Pushing then to Hadoop/ HBase would also have the advantage that more sophisticated computation like baselines (or future statistical analysis) could be run on the Hadoop nodes as map-reduce jobs.
Having said this - it is not entirely trivial to "just switch", but most part of metric storage and retrieval is hidden behind one session bean, which could be swapped out by a Hadoop version. The harder thing would be to re-write the baseline computation.
Would you be interested in doing some coding in that area?
Heiko
-
2. HBase/HDFS (Hadoop) as a metrics store
genman Feb 7, 2011 6:45 PM (in response to pilhuhn)Of course I'm interested but it's going to be a question of if I can prove a need for this, I can work on this, and I can share back with the community my changes. So there's a lot of "ifs."
-
3. Re: HBase/HDFS (Hadoop) as a metrics store
pilhuhn Feb 8, 2011 12:02 PM (in response to genman)Hey,
I think a proof of concept would be nice where the Storage and Retreival of raw metrics (rhq_meas_data_num_r?? tables) would go to hadoop.
This would allow to get a feel for this (what is needed setup-wise, how could the performance look like).
If this looks good, it could serve as a starting point for more work. Also having a poc would allow to get feedback from other users.
How can I help you to get you going here?
Heiko
-
4. Re: HBase/HDFS (Hadoop) as a metrics store
genman Nov 8, 2011 6:01 PM (in response to pilhuhn)Having learned a lot about Hadoop, Hive provides a SQL-like interface with the storage of Hadoop.

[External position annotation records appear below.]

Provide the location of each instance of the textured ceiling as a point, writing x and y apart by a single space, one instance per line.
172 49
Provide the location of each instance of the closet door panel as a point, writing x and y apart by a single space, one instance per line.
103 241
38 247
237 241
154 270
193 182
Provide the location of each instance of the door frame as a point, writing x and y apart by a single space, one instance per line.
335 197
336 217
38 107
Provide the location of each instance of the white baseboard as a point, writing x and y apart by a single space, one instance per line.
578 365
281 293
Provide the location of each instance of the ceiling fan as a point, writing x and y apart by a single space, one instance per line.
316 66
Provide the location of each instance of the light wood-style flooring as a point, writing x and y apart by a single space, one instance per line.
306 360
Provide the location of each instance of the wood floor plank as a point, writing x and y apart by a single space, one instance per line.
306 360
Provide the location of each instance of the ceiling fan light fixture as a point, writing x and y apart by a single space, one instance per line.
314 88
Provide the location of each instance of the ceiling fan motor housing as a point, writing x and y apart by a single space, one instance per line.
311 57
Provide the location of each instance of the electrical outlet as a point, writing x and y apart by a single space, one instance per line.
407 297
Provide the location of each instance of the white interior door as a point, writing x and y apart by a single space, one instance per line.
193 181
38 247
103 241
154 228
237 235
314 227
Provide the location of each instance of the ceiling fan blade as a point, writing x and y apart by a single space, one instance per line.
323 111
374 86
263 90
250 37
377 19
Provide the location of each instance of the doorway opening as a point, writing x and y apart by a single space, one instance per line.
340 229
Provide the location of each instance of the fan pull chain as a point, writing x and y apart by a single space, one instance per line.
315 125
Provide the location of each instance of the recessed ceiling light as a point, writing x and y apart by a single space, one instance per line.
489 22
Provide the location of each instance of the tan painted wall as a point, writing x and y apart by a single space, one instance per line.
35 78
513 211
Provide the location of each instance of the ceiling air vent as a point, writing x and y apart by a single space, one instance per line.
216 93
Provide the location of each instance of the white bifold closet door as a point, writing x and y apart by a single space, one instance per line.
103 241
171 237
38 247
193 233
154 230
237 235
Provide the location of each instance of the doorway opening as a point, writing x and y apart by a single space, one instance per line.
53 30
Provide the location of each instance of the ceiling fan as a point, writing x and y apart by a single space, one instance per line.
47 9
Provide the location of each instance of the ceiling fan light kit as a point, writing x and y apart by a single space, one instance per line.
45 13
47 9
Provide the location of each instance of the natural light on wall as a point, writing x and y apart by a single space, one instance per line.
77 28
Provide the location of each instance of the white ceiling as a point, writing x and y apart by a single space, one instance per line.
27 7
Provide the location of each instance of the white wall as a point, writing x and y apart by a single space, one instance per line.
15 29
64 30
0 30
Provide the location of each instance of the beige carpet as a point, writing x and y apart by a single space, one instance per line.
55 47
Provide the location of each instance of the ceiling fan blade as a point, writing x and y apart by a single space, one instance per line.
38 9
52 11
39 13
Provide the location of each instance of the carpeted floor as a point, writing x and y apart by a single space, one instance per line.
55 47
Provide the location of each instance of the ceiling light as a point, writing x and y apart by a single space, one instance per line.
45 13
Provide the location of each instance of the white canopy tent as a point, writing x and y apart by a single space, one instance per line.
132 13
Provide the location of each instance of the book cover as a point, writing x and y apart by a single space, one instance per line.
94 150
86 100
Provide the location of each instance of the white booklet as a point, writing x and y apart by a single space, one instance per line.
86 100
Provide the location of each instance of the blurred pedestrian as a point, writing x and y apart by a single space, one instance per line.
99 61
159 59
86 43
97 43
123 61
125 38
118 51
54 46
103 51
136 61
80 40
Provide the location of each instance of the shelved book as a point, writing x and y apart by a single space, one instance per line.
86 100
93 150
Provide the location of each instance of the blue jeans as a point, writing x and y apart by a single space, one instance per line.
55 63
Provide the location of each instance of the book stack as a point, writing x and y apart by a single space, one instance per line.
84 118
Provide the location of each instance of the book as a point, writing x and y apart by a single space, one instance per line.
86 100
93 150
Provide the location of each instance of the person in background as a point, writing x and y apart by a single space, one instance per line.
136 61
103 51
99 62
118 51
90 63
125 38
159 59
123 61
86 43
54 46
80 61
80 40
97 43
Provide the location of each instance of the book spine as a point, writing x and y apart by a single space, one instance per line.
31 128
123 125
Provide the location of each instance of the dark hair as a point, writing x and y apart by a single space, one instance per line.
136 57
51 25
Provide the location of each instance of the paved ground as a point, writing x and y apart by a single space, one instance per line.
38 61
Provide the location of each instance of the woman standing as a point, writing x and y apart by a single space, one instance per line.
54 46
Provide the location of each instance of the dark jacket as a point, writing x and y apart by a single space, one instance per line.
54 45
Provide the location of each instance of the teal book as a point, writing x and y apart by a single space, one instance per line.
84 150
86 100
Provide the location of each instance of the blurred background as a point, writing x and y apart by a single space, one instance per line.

https://cwiki.apache.org/Hive/hivejdbcinterface.html
Steps off the top of my head:
* Define the Hive schema. Definition of partitions.
* Necessary query changes
* Necessary code changes...Not sure Hibernate would work OOB?

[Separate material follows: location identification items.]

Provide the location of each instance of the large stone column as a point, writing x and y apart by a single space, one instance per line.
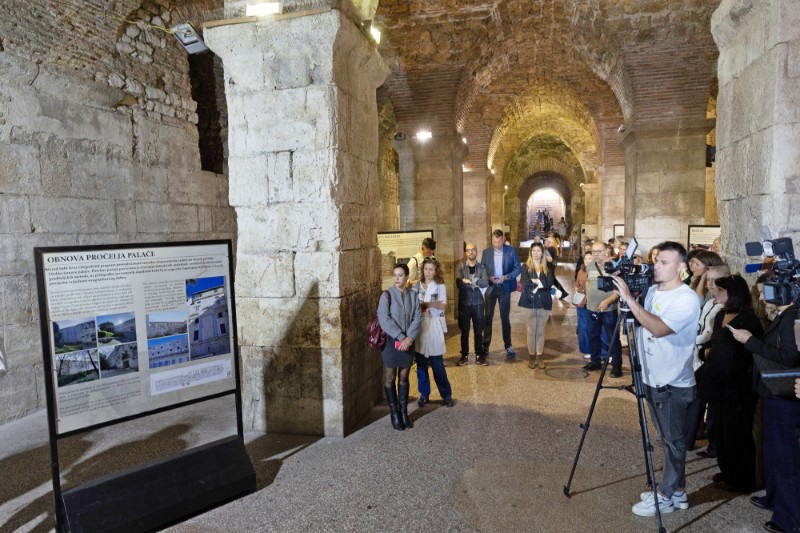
476 208
758 122
612 200
665 174
431 197
303 179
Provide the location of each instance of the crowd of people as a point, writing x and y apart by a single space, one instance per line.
703 349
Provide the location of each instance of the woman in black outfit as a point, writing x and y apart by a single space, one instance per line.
727 380
400 318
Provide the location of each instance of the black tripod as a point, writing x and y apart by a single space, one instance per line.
634 388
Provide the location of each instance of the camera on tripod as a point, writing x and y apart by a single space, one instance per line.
785 288
637 277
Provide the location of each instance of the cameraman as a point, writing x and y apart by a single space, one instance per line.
665 341
781 418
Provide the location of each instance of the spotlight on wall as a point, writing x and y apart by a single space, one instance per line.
189 38
372 31
262 9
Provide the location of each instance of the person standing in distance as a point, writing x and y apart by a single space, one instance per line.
665 344
502 266
427 249
471 277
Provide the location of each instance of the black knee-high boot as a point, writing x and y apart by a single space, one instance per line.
391 399
403 397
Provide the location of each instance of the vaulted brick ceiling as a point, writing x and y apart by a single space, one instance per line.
502 72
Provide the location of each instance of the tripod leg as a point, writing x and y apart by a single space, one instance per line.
636 372
585 425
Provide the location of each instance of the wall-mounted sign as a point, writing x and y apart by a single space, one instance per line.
702 236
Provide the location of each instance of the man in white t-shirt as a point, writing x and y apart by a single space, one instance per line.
665 344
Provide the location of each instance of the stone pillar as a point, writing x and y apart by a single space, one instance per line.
476 208
591 203
665 174
758 122
431 197
303 179
612 200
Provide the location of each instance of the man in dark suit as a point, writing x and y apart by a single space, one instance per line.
502 266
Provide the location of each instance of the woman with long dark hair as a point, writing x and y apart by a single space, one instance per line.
537 278
727 384
400 318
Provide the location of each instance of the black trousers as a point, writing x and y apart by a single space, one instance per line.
732 433
473 313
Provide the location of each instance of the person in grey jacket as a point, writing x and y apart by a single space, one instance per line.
400 318
471 277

* Necessary logic changes...For example, it may not be necessary to compact old data. It may be necessary to cache certain things, since Hive is quite slow.
* Build integration
* Configuration and installation. Part of setup, you'd indicate a secondary data store.
* Define the Hive schema
* Testing, etc.
Do you have access to a Hadoop cluster at RedHat?